PhD challenge: 80,000 words explained in three minutes

The average PhD thesis is 80,000-words and takes three years to complete. How does one do it justice in three minutes? That is the challenge for eight UniSA finalists in this year’s Three Minute Thesis ® (3MT) competition on Thursday 29 August.

Using just one slide, UniSA’s best minds will condense their PhD findings into 180 seconds, communicating their research to a non-specialised audience.

Subjects this year include a novel solution to repairing DNA damage using fruit; performing everyday repairs using video game technology; and transforming typography for readers with dyslexia.

Veteran broadcaster Julia Lester will host the booked-out event and the winner will represent UniSA at the Asia-Pacific Three Minute Thesis (3MT®) later in the year. In addition, finalists will be competing for $5500 prizemoney and a people’s choice to be voted live on the night.

Details of this year’s finalists and their topics are:

  • Jessica Porter: Homeless in the bush
  • Ellie Davies: Developing the Needs in Recovery Assessment
  • Bradley Herbert: Performing Everyday Repairs Using Video-Game Technology
  • Linh Truong: Ultra-short laser pulse for ultra-short tracking time
  • Vaibhav Gupta: The Success Lies in the Combinations!
  • Bridgette Minuzzo: Art in the Office
  • Darren Taljaard: Make it clear please – digital reading and dyslexia; and
  • Emma Jaunay: DNA damage and the native fruits that may help.

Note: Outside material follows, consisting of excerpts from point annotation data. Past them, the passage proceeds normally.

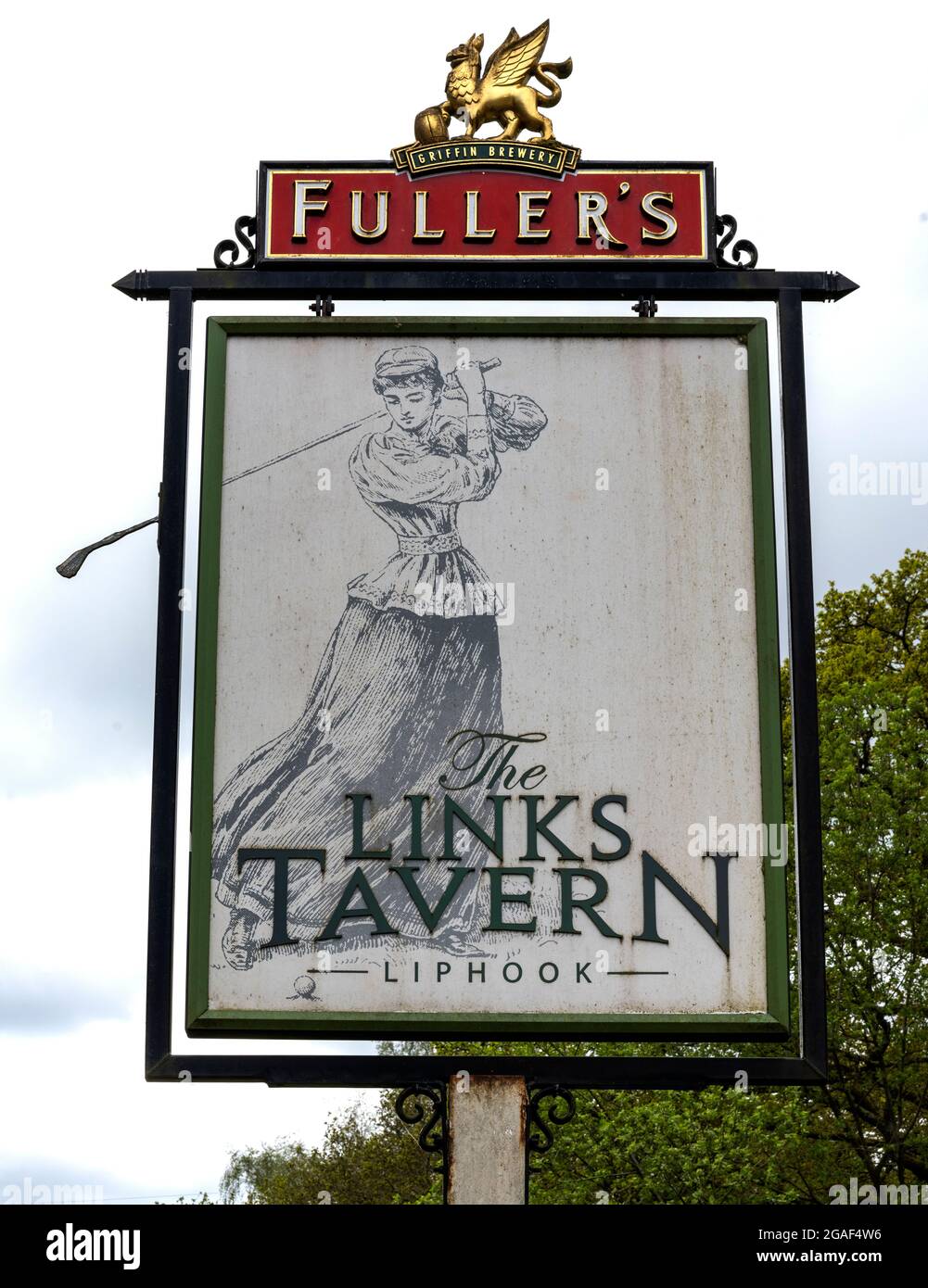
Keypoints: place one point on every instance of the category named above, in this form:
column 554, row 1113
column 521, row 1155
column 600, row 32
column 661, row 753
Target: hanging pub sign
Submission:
column 469, row 753
column 486, row 694
column 494, row 198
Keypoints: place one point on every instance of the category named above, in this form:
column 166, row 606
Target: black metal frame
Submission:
column 539, row 281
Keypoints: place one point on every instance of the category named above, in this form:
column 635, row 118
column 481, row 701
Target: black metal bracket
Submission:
column 539, row 1125
column 646, row 307
column 426, row 1103
column 726, row 227
column 247, row 228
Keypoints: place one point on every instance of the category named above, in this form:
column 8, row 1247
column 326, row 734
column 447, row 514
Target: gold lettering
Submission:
column 306, row 205
column 528, row 211
column 651, row 211
column 422, row 231
column 591, row 210
column 357, row 215
column 473, row 231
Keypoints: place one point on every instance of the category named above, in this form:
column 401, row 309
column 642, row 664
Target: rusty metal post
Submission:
column 486, row 1140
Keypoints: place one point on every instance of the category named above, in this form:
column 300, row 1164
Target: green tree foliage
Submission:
column 726, row 1145
column 872, row 717
column 365, row 1158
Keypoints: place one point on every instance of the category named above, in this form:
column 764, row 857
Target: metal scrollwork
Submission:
column 541, row 1140
column 247, row 227
column 425, row 1103
column 726, row 227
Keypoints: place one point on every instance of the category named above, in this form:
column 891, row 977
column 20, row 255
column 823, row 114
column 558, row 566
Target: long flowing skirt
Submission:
column 390, row 690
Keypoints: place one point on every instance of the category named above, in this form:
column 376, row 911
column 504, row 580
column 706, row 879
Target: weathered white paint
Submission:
column 486, row 1142
column 624, row 601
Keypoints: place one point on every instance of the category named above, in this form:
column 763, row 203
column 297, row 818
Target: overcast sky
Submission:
column 132, row 139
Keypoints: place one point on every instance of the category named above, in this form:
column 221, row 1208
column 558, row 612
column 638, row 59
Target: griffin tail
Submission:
column 561, row 69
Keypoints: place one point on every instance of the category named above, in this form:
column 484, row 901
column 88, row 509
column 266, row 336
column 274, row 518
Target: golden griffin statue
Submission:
column 502, row 93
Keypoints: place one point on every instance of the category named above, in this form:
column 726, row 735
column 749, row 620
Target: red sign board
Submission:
column 629, row 213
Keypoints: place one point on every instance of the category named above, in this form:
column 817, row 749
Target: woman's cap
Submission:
column 408, row 360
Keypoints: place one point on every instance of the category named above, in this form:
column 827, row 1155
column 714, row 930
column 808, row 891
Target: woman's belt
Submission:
column 437, row 544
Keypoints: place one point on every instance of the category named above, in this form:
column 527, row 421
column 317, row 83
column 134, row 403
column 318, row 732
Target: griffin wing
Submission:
column 515, row 58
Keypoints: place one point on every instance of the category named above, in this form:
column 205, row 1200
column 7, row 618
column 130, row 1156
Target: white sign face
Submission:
column 486, row 732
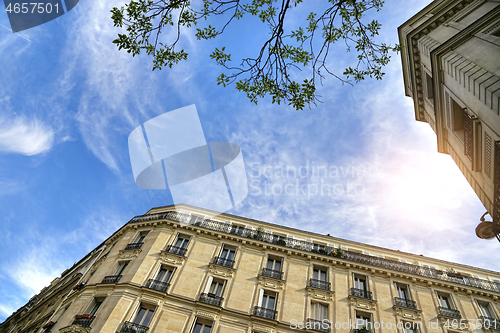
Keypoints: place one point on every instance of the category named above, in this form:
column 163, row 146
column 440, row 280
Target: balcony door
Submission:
column 228, row 254
column 144, row 316
column 274, row 264
column 444, row 301
column 403, row 292
column 319, row 274
column 360, row 282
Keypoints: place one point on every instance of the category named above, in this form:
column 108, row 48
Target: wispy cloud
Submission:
column 23, row 136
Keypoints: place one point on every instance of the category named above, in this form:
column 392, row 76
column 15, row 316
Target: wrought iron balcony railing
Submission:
column 133, row 246
column 129, row 327
column 211, row 299
column 490, row 323
column 451, row 313
column 223, row 262
column 180, row 251
column 319, row 325
column 111, row 279
column 302, row 245
column 265, row 313
column 405, row 303
column 319, row 284
column 361, row 293
column 83, row 320
column 157, row 285
column 278, row 275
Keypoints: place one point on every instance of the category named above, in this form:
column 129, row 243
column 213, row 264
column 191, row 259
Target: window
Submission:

The event will be held in the Allan Scott Auditorium at the University of South Australia from 6pm on Thursday 29 August at UniSA’s City West campus. Media are welcome to attend.

Notes for editors

The Three Minute Thesis competition was borne out of a novel solution to a severe drought in Queensland in 2008. To conserve water, residents were encouraged to time their showers and many people used a three-minute egg timer fixed to the wall in their bathroom. A quick-thinking academic at the University of Queensland in 2008 seized upon the idea for a research competition. Today, 3MT is held in over 600 universities across more than 65 countries worldwide.